The Power of Habit – Review
We all like to think that we’re in control of our actions.
We consider what we should do and then decide what’s best.
Well, there’s a report out of Duke University that over 40% of the things we do every day are NOT based on rational decisions.
Our actions come from our habits. And we’ve been forming those habits since we were kids.
But, all is not lost. Research shows that we (you and me) can change those habits.
This is all contained in the book The Power of Habit by Charles Duhigg. I recently read it and suggest that you should too.
The Habit Loop
According Duhigg, our habits take the form of loops. He calls them Habit Loops.
To change a habit all we need to do is change its loop.
Here’s what a Habit Loop looks like:
cue –> routine –> reward
This sequence has become a habit because we’ve repeated the loop many times. Often even without realizing it.
A great example is your morning routine.
You have one, don’t you?
Maybe it’s something like this: your alarm goes off (cue), you stumble out to the kitchen and turn on the coffee pot (routine), you look out the window thinking about the new day while you sip your hot coffee (reward).
Go ahead and fill in your own version of the cue, routine, and reward loop with your activities.
These days you do this without a second thought. Unless you’ve run out of coffee. Then when you get to work you complain how your morning got off to a bad start.
You have many habits like this and they can be useful.
Of course, not all of our habits are useful.
For example, what about the habit of eating a pint of ice cream when you feel upset?
Maybe it goes like this:
Your boy friend yells at you (your cue). You’re upset and grab a pint of peanut butter chocolate ice cream (your routine). While you’re eating the ice cream you feel better (your reward).
The reward can be small or large. It doesn’t matter. What’s important is that so often we can respond to a cue without thinking about the long term results of the routine we’re following.
It turns out there’s one more ingredient in the Habit Loop. This is what guarantees that the loop becomes a part of our lives.
It’s called craving. When you crave the reward then you will form a permanent habit.
If you feel unloved after your boy friend yells at you and eating the ice cream fills that void, then you can develop a habit of eating ice cream after every argument.
Certainly, there are many other examples.
Many people (maybe you’re one of them) start exercise routines with great excitement.
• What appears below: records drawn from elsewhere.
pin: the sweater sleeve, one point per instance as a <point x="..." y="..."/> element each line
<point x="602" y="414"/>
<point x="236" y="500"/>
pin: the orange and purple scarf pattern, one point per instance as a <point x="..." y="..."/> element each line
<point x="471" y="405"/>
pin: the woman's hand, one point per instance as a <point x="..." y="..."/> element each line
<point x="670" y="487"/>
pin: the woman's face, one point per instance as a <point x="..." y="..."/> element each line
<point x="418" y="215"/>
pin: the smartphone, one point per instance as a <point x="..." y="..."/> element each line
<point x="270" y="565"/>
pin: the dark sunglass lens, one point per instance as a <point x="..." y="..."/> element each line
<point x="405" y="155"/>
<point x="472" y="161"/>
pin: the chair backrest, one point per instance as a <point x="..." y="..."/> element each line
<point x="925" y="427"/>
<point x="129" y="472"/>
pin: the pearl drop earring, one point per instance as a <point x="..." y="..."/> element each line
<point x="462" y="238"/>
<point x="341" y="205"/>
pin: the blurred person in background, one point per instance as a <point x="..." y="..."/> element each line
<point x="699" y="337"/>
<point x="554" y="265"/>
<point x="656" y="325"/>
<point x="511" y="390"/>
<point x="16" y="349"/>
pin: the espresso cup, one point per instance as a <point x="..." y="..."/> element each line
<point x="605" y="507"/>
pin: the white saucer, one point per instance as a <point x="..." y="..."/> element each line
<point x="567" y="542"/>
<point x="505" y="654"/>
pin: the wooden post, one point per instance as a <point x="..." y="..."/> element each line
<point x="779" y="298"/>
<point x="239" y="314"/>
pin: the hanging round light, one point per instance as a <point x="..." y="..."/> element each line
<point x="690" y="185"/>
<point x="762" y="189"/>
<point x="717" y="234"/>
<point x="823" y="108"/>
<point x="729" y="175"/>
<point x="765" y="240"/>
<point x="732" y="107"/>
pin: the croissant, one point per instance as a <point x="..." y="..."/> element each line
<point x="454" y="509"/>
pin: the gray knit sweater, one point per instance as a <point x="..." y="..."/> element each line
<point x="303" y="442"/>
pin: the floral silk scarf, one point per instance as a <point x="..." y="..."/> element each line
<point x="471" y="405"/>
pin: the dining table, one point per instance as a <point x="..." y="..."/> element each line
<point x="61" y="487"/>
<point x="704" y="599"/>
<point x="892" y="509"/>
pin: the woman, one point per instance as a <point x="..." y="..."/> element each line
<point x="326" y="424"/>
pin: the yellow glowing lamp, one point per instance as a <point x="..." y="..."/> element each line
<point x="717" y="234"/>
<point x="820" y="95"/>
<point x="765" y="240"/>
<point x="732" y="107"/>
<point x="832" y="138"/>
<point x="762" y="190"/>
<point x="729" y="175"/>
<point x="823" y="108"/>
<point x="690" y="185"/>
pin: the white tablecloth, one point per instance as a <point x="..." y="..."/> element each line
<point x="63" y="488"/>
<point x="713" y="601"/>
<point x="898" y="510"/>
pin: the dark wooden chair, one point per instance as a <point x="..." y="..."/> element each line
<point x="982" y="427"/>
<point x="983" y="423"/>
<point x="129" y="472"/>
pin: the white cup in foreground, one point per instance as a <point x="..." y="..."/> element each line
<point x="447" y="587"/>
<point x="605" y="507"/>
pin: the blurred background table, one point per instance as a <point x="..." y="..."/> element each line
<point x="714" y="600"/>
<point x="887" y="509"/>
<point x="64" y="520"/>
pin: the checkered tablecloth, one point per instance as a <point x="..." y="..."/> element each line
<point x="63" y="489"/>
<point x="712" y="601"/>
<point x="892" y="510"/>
But, a week or two later they stop.
It turns out that men and women who start to crave the rewards that come with exercise are the ones who are most likely to continue the routine.
This craving takes many different forms
- “I feel great after exercising.”
- “I know I’ve accomplished something on the days I exercise.”
- “My clothes have never fit better and I don’t want to lose this!”
What’s important is that the craving is something you value.
The Golden Rule
Now we need to understand what Duhigg calls the Golden Rule.
If you’re like me, you have some habits you want to change.
You look back at your life (just like I look back at mine), and you recall events that you wish you could change. It’s sort of our own version of Groundhog Day.
Have you ever thought, “Why did I do that? Again?”
I especially feel this way when I repeat a habit that I thought I’d broken.
This is the shocking news: We cannot wipe away our old habits.
We may be able to hide them. But, they are still there. Ready to be activated again.
Here’s what you can do. You can take the the habit loop of cue –> routine –> reward and change the routine.
Researchers have found this to be the best way to change a habit.
Remember this example:
Your boy friend yells at you (your cue). You’re upset and grab a pint of peanut butter chocolate ice cream (your routine). You feel better (your reward).
Most of the time the cue is beyond your control. You will argue with your boy friend sometimes and he may then yell at you.
In addition, there may be no problem with the reward you want. Of course you want to feel better after an argument.
What You Control
Where you can exercise some control is in the routine. You can decide that eating a pint of ice cream is not a good way to get the reward you crave.
Instead, choose a different routine that takes the place of the ice cream. Maybe you could watch funny cat videos for a while.
Or you go outside for a walk.
(I know some people like to go shopping. I’m sure you realize the shopping routine can be as harmful as the eating routine.)
What’s important is for the substitute routine to give you a reward like the one you crave.
Duhigg now explains the Golden Rule of Habit Change: you have to believe you can change.
You will only change when you think change is possible.
We do see evidence all around us that change is possible.
- Men and women stop biting their nails.
- Alcoholics stop buying liquor and drinking.
- 2-pack a day smokers stop.
Don’t get me wrong. No one is saying that change will always be easy.
Change, especially for some habits, can be very, very hard.
But, just because it’s hard doesn’t mean it’s impossible.
In the title of this article I raised the question: Is this the secret to success?
It could be that developing the right habits and changing a couple of bad habits is your key to success.
Try looking at goals you’ve wanted to achieve but until now they have been out of reach.
Then consider what habits you could change or develop that would help you reach that goal.
Just note, in this short review I’ve only discussed the first few chapters of The Power of Habit.
I urge you to get a copy of the book and read the whole thing. You’ll thank me for it.
The Power of Habit – Why We Do What We Do in Life and Business by Charles Duhigg. Published by Random House, 2014.